Ainsi l’œuvre d’Antoine d’Agata.

J’ai vingt-quatre ans, j’ai commencé à lire l’intégralité de ce qu’écrit Philippe Sollers, j’ouvre Les passions de Francis Bacon (Gallimard, 1996) : « Quand on l’apercevait quelque part, l’innocence de Bacon sautait aux yeux. Elle illumine ses toiles. (…) Bacon est l’artiste de l’énormité. Il est peu probable qu’il devienne bientôt une défroque familière, car son œuvre évoque trop précisément l’envers de la dévastation que nous subissons. »

Ainsi l’œuvre d’Antoine d’Agata.

En 2009, dans Une Rencontre, je lis ceci de Milan Kundera : « Les portraits de Bacon sont l’interrogation sur les limites du moi.

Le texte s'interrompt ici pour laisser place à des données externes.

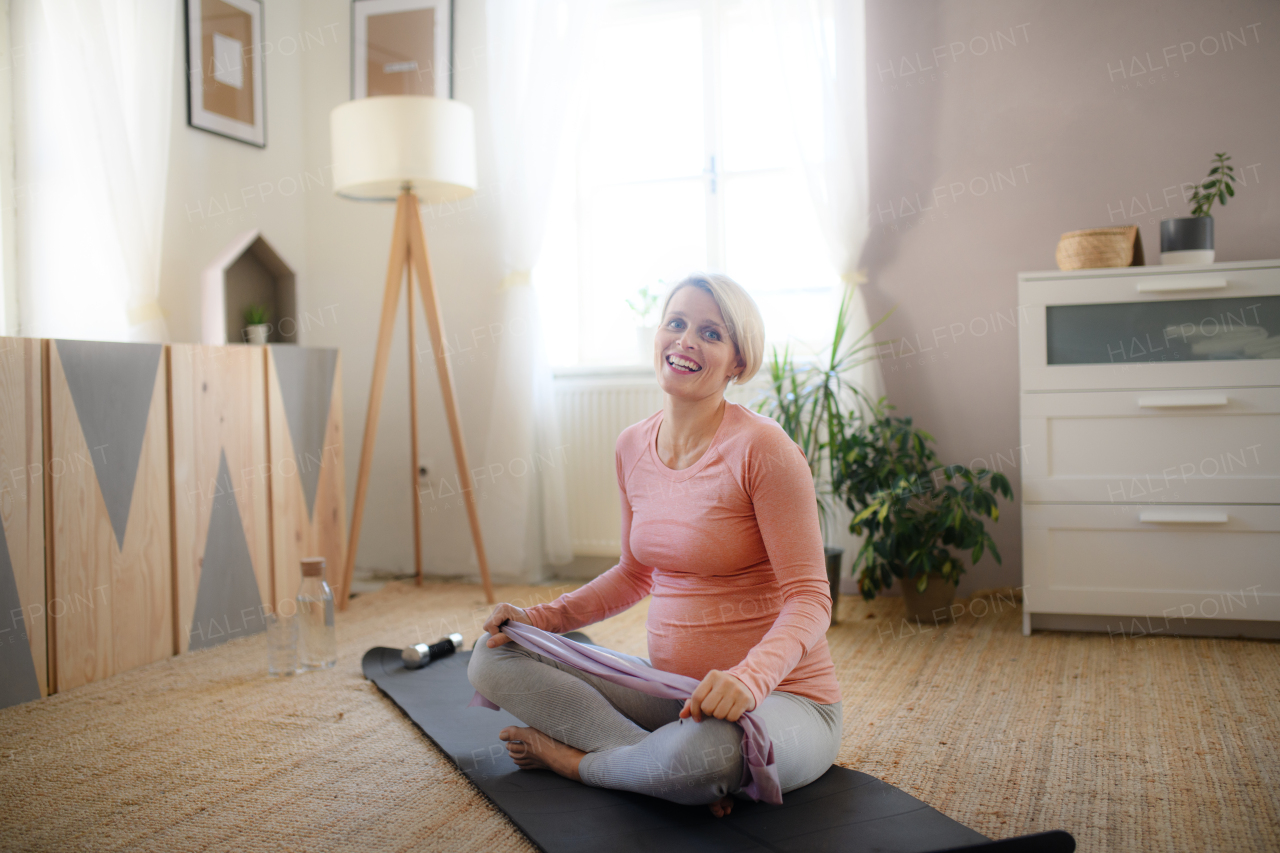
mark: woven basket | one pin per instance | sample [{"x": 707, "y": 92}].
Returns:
[{"x": 1097, "y": 247}]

Jusqu’à quel degré de distorsion un individu reste-t-il encore lui-même ? Jusqu’à quel degré de distorsion un être aimé reste-t-il encore un être aimé ? Pendant combien de temps un visage cher qui s’éloigne dans une maladie, dans une folie, dans une haine, dans la mort, reste-t-il encore reconnaissable ? Où est la frontière derrière laquelle un moi cesse d’être moi ? »

Ainsi l’œuvre d’Antoine d’Agata.

Il y a un an, je reçois des éditions L’Atelier contemporain Conversations, livre d’entretiens avec Francis Bacon, photographies de Marc Trivier et texte de Yannick Haenel intitulé La parole de Bacon : « Qu’un artiste puisse être le plus délicat des êtres, qu’il évolue continuellement parmi les nuances, qu’il passe son temps à prendre des décisions imperceptibles, autrement dit que sa vie se joue sur le plan de la pensée (dans cette dimension que Bacon nomme le système nerveux, ou Artaud le « pèse-nerf ») ; et que par ailleurs il soit saisi, lorsqu’il ne peint pas, par une frénésie libératoire, emporté d’ivresse, et dansant sur lui-même au cœur d’un rire qui vous éclabousse, qu’y a-t-il de contradictoire ? »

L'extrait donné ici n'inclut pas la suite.